Answer (in part) – I am not entirely clear on why there are fewer hunters.
Demographics has something to do with it. We are no longer a rural society
and kids play indoors. You can hunt anything with a video game.
But, and this is more-so philosophic, it seems to me that any cheapening of
the experience, any creeping insistence that hunting’s reasonable
expectation of success can be improved by some sort of guarantee becomes a
depreciated currency and that is just about as unattractive as shooting a
cow always has been. It will, I think, be less esteemed by potential hunters
and criticized by non-hunters.
Question 5 – So, how do we keep it alive – how does the average landowner
– or hunter – keep these values alive?
Answer (in part) – Well, a deer stand exists really does exist in the global
forest market place. For the landowner a buck is sort of a pixel, in the
charts and graphs that predict the world’s wealth and the sustainability of
the southern forest.
But it will be tough to cash in without making it ugly.
Partly it will be the hunting community that will need to look very closely
at their sport and act as guardians. I believe we need to preserve the
values of woodsmanship that make hunting so fascinating in the first place.
A boxstand is a fine place to be, but it is not the only place to be -
tracks and wind and stealth –deer sign- are things that kids really get
involved with. Squirrels and rabbits and all of the initiations that go with
hunting need to be preserved. It may be a mistake for the child’s first
hunting experience to be a deer at 100 yards. Or better said, it is almost
certainly a mistake for it to be his only experience.
Deer hunters need to be very alert to how far is far enough in the pursuit
of big deer – or the idea of big deer. Because big will be replaced with
bigger and bigger still until the mystery is gone and biology say that’s
enough.
Question 6 - Anything else that might be lost?

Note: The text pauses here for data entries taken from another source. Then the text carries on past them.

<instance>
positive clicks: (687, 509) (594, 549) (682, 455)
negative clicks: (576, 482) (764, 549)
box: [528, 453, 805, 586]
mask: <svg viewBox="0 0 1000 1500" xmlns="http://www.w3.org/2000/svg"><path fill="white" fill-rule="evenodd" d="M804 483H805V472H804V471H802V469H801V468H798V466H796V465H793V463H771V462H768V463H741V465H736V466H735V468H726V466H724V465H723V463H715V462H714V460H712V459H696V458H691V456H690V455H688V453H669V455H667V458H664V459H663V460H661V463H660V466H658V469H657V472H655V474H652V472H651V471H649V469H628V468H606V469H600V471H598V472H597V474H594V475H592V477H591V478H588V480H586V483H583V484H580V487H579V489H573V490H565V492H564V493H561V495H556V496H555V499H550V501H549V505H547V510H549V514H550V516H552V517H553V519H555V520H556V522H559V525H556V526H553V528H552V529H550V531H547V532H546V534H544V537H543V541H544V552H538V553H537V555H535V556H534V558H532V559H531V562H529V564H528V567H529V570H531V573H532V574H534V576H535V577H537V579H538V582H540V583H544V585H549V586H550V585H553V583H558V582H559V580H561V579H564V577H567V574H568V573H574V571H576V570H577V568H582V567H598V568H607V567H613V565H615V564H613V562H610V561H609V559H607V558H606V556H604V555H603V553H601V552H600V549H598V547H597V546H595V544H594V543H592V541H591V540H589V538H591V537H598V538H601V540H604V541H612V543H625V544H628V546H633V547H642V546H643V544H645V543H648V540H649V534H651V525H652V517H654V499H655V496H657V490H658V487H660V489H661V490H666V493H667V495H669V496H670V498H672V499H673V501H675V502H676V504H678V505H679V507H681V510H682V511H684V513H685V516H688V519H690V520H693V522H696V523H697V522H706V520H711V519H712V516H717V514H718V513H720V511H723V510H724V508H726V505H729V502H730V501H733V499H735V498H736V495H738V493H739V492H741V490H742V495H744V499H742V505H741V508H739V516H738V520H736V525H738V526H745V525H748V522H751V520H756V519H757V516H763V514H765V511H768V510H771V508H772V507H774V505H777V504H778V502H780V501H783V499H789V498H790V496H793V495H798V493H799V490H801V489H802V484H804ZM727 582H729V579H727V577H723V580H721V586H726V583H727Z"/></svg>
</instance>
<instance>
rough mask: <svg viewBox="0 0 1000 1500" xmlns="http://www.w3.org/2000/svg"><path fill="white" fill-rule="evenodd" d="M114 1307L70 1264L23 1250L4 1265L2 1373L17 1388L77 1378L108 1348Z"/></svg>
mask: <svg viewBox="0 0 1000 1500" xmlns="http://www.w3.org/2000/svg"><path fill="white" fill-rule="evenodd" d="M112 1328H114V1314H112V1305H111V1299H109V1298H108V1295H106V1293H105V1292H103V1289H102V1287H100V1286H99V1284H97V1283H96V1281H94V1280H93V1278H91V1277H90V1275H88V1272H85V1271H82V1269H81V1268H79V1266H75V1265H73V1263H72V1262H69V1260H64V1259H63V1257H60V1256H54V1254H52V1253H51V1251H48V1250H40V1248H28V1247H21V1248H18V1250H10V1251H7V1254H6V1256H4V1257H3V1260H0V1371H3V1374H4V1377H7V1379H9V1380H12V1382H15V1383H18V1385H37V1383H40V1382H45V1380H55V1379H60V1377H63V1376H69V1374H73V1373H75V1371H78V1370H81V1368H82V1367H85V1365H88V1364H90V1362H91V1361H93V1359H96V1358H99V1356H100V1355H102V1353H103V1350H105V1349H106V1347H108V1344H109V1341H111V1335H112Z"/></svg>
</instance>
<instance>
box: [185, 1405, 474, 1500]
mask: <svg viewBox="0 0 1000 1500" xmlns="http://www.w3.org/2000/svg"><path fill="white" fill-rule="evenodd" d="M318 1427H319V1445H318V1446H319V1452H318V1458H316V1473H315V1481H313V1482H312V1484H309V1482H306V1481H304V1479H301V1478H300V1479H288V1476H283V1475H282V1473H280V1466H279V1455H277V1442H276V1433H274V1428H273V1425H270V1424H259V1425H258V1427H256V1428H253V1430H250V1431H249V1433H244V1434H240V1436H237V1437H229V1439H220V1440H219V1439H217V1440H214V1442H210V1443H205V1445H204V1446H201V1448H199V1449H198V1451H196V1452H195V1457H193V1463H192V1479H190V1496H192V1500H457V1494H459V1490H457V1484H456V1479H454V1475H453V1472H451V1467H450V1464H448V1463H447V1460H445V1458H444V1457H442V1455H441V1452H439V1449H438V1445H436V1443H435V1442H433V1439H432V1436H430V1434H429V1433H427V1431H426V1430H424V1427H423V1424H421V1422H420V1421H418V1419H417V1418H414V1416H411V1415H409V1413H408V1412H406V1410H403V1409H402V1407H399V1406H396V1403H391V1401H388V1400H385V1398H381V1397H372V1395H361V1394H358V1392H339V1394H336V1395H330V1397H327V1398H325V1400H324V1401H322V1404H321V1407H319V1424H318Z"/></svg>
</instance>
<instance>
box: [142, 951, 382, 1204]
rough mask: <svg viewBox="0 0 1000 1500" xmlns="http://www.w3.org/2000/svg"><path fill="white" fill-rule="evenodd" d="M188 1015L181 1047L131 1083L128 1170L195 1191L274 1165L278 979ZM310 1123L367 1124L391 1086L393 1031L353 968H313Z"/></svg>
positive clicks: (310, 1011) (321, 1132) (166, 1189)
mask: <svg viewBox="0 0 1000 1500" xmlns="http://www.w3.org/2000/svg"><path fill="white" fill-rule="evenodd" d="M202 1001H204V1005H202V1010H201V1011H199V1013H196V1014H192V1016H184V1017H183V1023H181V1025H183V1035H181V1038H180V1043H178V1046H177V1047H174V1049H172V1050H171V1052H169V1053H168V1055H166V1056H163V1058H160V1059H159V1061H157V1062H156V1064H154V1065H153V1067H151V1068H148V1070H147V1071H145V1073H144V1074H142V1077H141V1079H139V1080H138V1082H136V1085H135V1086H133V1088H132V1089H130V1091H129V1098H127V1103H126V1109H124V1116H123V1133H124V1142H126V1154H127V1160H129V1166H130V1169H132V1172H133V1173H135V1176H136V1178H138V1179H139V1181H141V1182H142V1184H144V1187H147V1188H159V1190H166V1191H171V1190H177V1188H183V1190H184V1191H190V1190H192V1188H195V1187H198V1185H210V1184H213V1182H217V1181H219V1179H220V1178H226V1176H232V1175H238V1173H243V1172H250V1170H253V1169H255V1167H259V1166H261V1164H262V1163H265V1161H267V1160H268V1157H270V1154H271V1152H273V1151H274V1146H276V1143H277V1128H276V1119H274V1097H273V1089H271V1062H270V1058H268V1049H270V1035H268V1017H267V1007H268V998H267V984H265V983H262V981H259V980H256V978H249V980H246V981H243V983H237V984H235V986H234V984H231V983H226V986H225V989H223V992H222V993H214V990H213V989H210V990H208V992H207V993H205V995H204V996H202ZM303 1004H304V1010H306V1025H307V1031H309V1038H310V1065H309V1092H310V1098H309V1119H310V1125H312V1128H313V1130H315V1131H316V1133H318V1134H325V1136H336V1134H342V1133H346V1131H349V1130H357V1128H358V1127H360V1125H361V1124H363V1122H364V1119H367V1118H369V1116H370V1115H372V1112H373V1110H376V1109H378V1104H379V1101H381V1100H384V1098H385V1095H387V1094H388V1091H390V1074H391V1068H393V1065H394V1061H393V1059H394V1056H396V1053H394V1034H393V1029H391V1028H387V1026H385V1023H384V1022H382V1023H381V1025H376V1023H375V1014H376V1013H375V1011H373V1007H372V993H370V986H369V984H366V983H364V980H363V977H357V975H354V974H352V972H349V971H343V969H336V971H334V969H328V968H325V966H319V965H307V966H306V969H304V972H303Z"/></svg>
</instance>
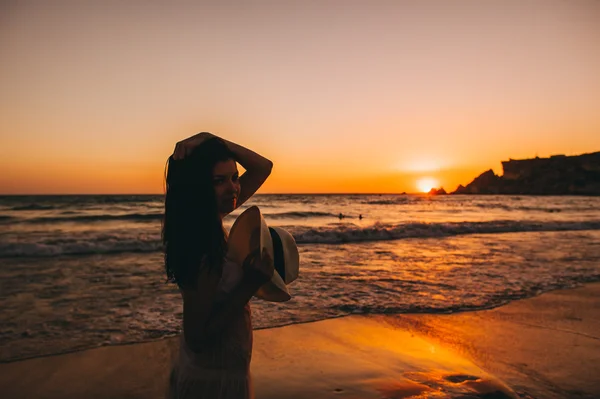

Answer (in part) – Very old values.
When I was kid there were some old men in my life that I respected. This
came about because of hunting. The reason was because the youngest and the
oldest were on the playing field at the same time. We spoke a very old
language and one that as a kid I very much wanted to learn. It was the
language of woodsmanship. These old men were vastly missed when they passed
away and it became very important for me to share those things with my son.
He is chief resident at Johns Hopkins and that is a far piece from Ames
Plantation, but I attribute part of that success to the values that he
learned from his Grandfather and his dad while in the woods and we learned
these things from even older guys.
It seems strange in the world we live in today where young folks do violent
things with guns – but those that are taught early and very seriously about
hunting and gun safety rarely do these things.
I feel very strongly about those values – I do not want to ever lose them.
It is very –very- important and we need to think on keeping them alive.